Elf Jahre lang war Barbara Görich-Reinel (65) evangelische Polizeiseelsorgerin, am 17. September wird sie an ihrem Geburtsort Langen in der Evangelischen Stadtkirche in den Ruhestand verabschiedet. Die Leitende Polizeipfarrerin der Evangelischen Kirche in Hessen und Nassau (EKHN) hat eine Polizeijacke mit eigenem Logo. „Ich finde sie unglaublich bequem und warmhaltend“, sagte Görich-Reinel dem Evangelischen Pressedienst (epd).
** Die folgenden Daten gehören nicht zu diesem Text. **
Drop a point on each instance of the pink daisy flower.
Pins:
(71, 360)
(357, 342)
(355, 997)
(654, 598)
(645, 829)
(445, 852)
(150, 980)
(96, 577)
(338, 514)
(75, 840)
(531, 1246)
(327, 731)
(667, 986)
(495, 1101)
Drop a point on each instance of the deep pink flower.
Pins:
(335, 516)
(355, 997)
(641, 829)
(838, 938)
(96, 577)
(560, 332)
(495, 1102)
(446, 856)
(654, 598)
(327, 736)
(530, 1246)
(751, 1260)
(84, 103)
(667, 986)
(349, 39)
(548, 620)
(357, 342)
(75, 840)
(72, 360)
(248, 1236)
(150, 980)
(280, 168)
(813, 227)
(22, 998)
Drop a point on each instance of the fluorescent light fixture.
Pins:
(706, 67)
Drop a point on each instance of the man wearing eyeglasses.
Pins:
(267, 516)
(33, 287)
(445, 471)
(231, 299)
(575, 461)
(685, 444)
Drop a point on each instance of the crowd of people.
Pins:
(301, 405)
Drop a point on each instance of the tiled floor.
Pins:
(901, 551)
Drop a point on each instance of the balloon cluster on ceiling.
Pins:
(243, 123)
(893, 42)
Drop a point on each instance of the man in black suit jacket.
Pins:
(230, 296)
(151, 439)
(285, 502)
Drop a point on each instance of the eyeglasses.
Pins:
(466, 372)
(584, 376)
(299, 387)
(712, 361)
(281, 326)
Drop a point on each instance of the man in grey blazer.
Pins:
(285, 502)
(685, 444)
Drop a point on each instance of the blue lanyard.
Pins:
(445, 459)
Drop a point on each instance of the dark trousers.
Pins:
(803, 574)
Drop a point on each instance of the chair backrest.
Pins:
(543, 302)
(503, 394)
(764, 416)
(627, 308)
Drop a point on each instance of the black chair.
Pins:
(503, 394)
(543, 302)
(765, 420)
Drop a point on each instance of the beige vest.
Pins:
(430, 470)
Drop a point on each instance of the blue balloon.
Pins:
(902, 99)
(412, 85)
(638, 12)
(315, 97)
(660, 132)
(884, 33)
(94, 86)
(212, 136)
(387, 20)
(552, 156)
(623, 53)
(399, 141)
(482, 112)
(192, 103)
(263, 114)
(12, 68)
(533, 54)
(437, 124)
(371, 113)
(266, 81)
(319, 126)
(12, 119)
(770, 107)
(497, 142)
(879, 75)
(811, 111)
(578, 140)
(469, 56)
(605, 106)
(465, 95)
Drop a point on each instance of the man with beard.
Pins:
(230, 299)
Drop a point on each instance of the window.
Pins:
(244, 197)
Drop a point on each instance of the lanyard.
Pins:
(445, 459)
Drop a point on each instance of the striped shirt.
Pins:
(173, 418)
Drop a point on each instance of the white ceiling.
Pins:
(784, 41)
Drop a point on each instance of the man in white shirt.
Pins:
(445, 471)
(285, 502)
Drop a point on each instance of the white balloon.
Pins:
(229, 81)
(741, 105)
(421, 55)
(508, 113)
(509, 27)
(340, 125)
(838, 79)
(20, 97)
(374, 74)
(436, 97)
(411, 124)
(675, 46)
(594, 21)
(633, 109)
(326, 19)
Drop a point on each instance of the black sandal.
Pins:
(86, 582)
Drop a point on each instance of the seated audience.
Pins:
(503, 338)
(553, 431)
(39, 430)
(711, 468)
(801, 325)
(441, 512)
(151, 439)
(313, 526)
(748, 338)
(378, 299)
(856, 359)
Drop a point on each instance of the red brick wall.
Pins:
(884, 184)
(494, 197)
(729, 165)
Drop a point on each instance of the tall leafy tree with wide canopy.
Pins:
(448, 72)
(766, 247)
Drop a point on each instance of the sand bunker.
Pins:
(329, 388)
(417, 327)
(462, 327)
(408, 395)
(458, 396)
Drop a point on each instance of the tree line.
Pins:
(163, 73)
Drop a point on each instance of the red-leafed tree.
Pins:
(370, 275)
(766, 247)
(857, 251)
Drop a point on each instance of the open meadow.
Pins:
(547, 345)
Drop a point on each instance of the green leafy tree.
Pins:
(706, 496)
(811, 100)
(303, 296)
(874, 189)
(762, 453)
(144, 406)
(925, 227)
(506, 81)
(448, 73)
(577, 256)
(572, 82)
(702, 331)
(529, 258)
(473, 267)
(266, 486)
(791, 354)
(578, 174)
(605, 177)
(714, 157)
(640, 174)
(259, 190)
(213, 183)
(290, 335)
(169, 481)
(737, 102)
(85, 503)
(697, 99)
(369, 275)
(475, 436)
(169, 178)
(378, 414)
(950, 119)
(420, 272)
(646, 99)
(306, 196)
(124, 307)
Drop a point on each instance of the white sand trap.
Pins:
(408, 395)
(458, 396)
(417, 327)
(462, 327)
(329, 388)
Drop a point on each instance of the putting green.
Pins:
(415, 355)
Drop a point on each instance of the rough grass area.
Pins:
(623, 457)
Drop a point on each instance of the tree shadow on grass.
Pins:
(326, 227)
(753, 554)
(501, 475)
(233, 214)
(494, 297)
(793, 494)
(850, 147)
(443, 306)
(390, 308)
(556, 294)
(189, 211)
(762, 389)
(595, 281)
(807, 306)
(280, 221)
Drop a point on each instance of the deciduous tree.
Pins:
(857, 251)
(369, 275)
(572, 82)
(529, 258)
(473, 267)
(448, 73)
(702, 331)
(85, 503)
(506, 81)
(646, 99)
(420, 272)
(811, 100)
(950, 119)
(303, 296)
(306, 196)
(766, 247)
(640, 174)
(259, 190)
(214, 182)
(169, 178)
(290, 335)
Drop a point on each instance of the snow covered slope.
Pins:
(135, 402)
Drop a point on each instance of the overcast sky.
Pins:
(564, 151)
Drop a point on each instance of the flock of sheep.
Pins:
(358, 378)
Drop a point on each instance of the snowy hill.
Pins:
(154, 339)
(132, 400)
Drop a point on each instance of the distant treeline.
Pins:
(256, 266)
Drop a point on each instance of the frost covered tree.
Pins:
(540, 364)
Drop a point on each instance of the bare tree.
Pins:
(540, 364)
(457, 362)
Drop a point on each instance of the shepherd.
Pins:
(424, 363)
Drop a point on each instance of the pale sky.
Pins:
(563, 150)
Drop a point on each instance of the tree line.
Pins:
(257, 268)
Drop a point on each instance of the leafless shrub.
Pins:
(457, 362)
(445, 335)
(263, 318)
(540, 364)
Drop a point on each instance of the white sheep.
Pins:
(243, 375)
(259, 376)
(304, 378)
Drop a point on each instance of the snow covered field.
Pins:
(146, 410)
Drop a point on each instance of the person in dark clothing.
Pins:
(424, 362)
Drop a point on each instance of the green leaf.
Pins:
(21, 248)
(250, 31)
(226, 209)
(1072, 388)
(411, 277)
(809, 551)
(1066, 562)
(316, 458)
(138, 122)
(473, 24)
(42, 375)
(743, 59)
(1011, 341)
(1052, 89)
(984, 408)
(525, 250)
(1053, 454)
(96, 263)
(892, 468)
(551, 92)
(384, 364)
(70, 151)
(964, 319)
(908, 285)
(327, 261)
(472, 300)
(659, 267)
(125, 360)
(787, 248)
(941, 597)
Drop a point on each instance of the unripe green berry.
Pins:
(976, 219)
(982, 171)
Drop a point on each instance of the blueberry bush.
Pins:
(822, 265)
Aber bei Einsätzen habe sie immer eine Zweitjacke dabei. „Ich frage die Einsatzleitung: Was empfiehlt sich heute?“, berichtete sie.
Zumindest in einer Situation sei die zivile Jacke besser gewesen. Bei einem Polizeieinsatz am Frankfurter Waldstadion wegen eines Fußballspiels der Eintracht Frankfurt gegen die Lilien Darmstadt mit Hunden, Reiterstaffel und Hubschrauber sei die Auseinandersetzung zwischen den Fans und mit der Polizei eskaliert. „Da war es gut, dass ich in zivil unterwegs war“, erinnerte sich Görich-Reinel. Als Seelsorgerin nehme sie sich der Polizistinnen und Polizisten an. „Ich frage, wie es ihnen geht, höre zu und versuche, sie zu verstehen.“ Manche Beamte fragten sich bei einem solchen Einsatz: „Für wen halten wir hier eigentlich den Kopf hin?“ Den Polizisten werde eine hohe Verantwortung auferlegt, gab Görich-Reinel zu bedenken. „Sie müssen sich immer die Frage nach der Verhältnismäßigkeit der Mittel und nach einem möglichen Gewaltverzicht stellen.“
Auch in der Behörde ist die Seelsorgerin gefragt. „Die Polizeianwärter und -anwärterinnen kommen mit Idealen“, schilderte Görich-Reinel. „Manche bewahren sie gut, andere werden mit negativen Erfahrungen konfrontiert und sind enttäuscht.“ Ein Seminar zum Thema Organisationsfrust sei mehrfach nachgefragt worden. „Die Kirche hat den Vorteil, dass sie von außen auf die Organisation Polizei blicken kann“, erklärte die Pfarrerin. Starkes Interesse zeigten die Beamten auch an einem Seminar über Nachrufe, wie man passende Worte angesichts des Todes finden kann. „Unangenehme Themen“ wie Rassismus oder Sexismus greife sie im berufsethischen Unterricht für angehende Polizeibeamte ebenfalls auf, sagte Görich Reinel. Aber auch von der Polizeihochschule würden alle Formen von Diskriminierung bearbeitet.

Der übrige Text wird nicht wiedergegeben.